Student Blog: Jessica Rath
Tending Futures
By Jessica Rath
It’s the close of my time at MCRS. We have only one term to go, and I am reflective today as I pass a trailing shrub with sweet purple flowers, Vinca minor. I have been thanking this plant for many mornings walking this same wide circle in my neighborhood. Another species from the same genus, Vinca rosea, saved my life. Alkaloids derived from Vinca rosea are used to treat Hodgkin’s lymphoma, which I was diagnosed with at 32. Twenty years later, I decided to dedicate my life to plants.
I am a farmer by nature, circling pastures and observing. I grew up watching plants change across 180 acres of cattle pasture, knowing their phenology–anticipating life cycles. Being on one land for three generations, our family could see communities of plants change with weather shifts, grazing patterns, and the introduction of new species. What we couldn’t do was ask the plants why they got dense in one place or disappeared in another. We couldn’t tell you why an invasion of non-native species took hold so strongly in one area and not another. I came to MCRS to learn to talk to plants or at least to listen to their subtle and sometimes dramatic movements and aid native plants in retaking a foothold on rangelands like my farm.

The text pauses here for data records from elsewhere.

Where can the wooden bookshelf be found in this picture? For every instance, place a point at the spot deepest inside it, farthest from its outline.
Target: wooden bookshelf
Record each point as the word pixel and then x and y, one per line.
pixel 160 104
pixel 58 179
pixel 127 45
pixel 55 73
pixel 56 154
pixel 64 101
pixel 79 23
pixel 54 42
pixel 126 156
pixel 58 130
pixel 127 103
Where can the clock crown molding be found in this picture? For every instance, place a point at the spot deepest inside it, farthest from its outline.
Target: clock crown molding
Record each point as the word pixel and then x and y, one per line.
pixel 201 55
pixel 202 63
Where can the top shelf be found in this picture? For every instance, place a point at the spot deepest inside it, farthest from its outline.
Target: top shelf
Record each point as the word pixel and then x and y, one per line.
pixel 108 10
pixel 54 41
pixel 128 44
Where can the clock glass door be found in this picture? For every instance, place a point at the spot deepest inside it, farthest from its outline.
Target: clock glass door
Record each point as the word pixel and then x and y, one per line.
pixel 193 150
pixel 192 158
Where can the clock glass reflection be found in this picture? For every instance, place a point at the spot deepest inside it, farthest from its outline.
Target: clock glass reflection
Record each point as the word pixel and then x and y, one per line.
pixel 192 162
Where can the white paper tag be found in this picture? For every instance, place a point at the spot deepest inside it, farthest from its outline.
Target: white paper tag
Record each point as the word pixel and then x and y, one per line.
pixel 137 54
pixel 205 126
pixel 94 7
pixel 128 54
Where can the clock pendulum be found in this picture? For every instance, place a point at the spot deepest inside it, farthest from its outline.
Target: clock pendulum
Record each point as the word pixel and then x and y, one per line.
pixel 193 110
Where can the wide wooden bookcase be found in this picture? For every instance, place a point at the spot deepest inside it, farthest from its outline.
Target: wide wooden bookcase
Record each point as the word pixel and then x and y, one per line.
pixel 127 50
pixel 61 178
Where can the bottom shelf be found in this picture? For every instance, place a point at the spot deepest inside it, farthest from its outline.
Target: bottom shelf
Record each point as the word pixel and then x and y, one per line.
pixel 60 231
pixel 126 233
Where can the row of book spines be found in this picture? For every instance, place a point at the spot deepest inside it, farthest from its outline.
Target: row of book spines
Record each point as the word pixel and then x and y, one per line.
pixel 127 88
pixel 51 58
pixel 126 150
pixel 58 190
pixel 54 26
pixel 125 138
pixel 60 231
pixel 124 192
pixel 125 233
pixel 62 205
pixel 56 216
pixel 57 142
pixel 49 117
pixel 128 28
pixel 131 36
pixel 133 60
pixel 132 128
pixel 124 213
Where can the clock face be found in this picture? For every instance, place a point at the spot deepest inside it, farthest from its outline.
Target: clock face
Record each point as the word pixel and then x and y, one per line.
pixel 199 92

At MCRS, Sarah, Jen, Amy, Jessica, LuAnna, Megan, Priscilla, Moises, Julie, Katharina, Courtney, and many more teachers helped me observe, count, measure, analyze, and report back on the resiliency of native plant communities after restoration.* I have walked desert wetlands, coastal sage scrub, native grasslands, and urban wildlife interfaces for many days. And with my nose to the ground, I learned how to ask why plants are moving by documenting community shifts and the factors that are affecting them. I can read the literature now, design an experiment, write up a management plan, analyze the data, and, maybe most importantly, form a team to get this work done.
I was accepted as a Ph.D. student in the UC Rangelands Lab at UC Davis last week. I am becoming an “agroecologist.” I’ll be listening some more, now to ranchers about their priorities for forage productivity and the ecosystem services that support that. Much of those “services” are the incredible gifts that many native grasses and legume pastures can do efficiently: fix nitrogen, cycle nutrients, sequester carbon, capture water, and possibly withstand the hotter climates of global warming given a diminishing water supply. Plants are old and wise. They have healed and fed us and contributed to the air we breathe since we arrived. They are our future. I am so grateful to be listening to them and connecting their gifts to the humans who walk the fields and hills to tend them.
*I am very grateful to Dr. Sarah Kimball, Dr. Jennifer Long, Dr. Amy Henry, Dr. LuAnna Dobson, Dr. Megan Lulow, Priscilla M. Ta, Moises Raymundo Perea-Vega, Julie Coffey, Katharina T. Schmidt, and Courtney Hunt. I would also like to thank my Capstone Team: Michelle dela Cruz, BryAnna Wertz, Rubeen Khunkhun, and our partner Robert Freese with the Irvine Ranch Conservancy.